Ланц поморщился, покрыв костер охапкой еловых лап и еще парой толстых веток, вновь оросив эту конструкцию порцией шнапса, и промолчал, бросив в сторону младшего сослуживца взгляд, весьма далекий от благостного.
— Я инквизитор, Густав; доносы — часть моей службы… Ну, будет, в самом деле, — все никак не имея сил согнать с лица издевательскую ухмылку, отмахнулся он. — Не будем об этом больше… Так что мне делать с заявлением того парнишки? Выбросить в очаг? Сдать в архив? Поговорить с родителями?
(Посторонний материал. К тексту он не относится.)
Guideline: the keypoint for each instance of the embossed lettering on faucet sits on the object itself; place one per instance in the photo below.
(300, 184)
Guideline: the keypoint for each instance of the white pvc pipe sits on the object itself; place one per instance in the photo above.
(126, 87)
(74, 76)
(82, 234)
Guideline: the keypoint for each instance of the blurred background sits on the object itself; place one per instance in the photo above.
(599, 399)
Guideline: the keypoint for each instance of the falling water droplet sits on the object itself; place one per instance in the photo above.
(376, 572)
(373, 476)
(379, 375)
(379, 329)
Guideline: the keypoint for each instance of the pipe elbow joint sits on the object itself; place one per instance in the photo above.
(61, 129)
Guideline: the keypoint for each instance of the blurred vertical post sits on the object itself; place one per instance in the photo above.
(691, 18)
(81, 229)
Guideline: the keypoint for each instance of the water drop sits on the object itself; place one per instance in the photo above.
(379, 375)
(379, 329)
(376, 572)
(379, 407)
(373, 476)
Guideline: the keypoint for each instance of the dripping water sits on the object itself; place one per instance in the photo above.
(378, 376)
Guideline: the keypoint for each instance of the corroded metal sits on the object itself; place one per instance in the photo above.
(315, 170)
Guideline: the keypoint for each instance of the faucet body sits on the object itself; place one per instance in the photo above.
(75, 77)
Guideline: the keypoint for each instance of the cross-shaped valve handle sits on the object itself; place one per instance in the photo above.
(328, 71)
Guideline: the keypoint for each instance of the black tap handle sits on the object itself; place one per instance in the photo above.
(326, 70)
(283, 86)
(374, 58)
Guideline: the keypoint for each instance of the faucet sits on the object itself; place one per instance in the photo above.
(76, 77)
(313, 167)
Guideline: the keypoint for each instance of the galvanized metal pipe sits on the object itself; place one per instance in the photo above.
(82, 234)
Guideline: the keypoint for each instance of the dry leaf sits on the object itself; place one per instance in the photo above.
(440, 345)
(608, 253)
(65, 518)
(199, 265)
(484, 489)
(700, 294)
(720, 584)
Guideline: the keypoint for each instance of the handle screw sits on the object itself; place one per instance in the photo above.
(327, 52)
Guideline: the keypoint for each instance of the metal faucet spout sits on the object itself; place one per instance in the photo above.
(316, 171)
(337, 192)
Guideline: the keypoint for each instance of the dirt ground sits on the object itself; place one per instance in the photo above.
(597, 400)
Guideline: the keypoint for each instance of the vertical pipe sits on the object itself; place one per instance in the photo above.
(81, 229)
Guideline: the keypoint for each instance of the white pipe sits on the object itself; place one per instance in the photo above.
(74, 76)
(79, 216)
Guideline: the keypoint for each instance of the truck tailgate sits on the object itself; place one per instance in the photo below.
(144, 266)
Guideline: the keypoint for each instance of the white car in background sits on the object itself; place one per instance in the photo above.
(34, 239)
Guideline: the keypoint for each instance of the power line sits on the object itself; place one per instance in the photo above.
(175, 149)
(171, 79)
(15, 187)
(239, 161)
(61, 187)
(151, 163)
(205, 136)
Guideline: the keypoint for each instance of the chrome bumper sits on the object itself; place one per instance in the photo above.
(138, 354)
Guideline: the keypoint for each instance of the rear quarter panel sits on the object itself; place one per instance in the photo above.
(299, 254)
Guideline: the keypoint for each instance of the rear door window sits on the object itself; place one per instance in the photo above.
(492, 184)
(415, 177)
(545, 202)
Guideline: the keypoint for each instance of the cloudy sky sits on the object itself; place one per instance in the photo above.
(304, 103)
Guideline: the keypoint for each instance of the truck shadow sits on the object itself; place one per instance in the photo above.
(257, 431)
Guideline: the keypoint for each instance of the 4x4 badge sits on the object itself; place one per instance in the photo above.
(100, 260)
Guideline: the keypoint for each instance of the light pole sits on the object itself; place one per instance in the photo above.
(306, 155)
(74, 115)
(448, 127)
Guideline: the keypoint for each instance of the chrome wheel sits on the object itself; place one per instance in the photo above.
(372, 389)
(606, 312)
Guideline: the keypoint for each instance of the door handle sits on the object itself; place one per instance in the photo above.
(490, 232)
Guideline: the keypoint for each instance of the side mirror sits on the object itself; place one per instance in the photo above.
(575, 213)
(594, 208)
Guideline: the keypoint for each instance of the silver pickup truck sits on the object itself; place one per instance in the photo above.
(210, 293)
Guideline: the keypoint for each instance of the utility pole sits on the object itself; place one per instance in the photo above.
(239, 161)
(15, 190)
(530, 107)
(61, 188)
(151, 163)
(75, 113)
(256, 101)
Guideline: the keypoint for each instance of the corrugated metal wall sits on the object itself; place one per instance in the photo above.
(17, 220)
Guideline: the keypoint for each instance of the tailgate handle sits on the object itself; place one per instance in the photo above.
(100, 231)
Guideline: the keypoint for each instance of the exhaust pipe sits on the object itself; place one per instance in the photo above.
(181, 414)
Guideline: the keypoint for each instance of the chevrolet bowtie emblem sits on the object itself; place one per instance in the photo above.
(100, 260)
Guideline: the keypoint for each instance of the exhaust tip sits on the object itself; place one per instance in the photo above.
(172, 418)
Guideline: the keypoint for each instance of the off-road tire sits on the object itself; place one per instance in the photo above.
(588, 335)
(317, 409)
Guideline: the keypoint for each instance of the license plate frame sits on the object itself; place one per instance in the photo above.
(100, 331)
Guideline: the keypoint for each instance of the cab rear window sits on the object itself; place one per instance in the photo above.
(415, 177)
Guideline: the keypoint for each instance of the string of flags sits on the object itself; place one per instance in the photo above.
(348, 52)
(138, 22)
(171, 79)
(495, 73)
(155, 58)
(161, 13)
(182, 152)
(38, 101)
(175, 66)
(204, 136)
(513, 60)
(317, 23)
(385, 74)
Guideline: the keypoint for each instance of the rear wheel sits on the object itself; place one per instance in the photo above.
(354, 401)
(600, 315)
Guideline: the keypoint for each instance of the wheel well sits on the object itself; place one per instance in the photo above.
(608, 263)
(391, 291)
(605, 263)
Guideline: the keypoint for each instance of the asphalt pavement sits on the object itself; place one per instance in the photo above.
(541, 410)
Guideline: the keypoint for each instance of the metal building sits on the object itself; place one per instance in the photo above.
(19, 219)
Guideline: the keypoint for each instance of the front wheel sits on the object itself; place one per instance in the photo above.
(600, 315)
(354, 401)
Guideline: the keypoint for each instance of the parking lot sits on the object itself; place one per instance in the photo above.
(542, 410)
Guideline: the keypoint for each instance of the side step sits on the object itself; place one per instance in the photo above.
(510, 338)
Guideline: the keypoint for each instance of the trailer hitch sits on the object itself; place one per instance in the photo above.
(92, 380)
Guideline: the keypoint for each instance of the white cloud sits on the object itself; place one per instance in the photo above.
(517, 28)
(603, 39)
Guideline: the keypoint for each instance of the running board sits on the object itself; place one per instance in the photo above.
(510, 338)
— Повешение мясника, — отозвался тот без промедления. — Или четвертование? за такие-то дела…
— Я к этому подхожу. По словам арестованного, вечером накануне ареста он пьянствовал в «Кревинкеле»… Это даже не название, — пояснил Курт в ответ на вопросительный взгляд, — так, прилепившееся со временем словечко; adinstar трактирчика в полуподвале, где собирается местное отребье. Прежде там можно было спокойно находиться, не боясь, что нагрянут магистратские, и, судя по всему, за одиннадцать лет ничто не изменилось… Так вот, там Финк изрядно охмелел, и внезапно обнаружилось, что девица, обещавшая ему ночь, исчезла, а вместо нее к нему подсела другая. Незнакомая. Маленькая (ему по плечо), щуплая, плоская — это его описание. Блондинка.
— Твои новые знания? — уточнил Ланц. — И что конкретно они говорят?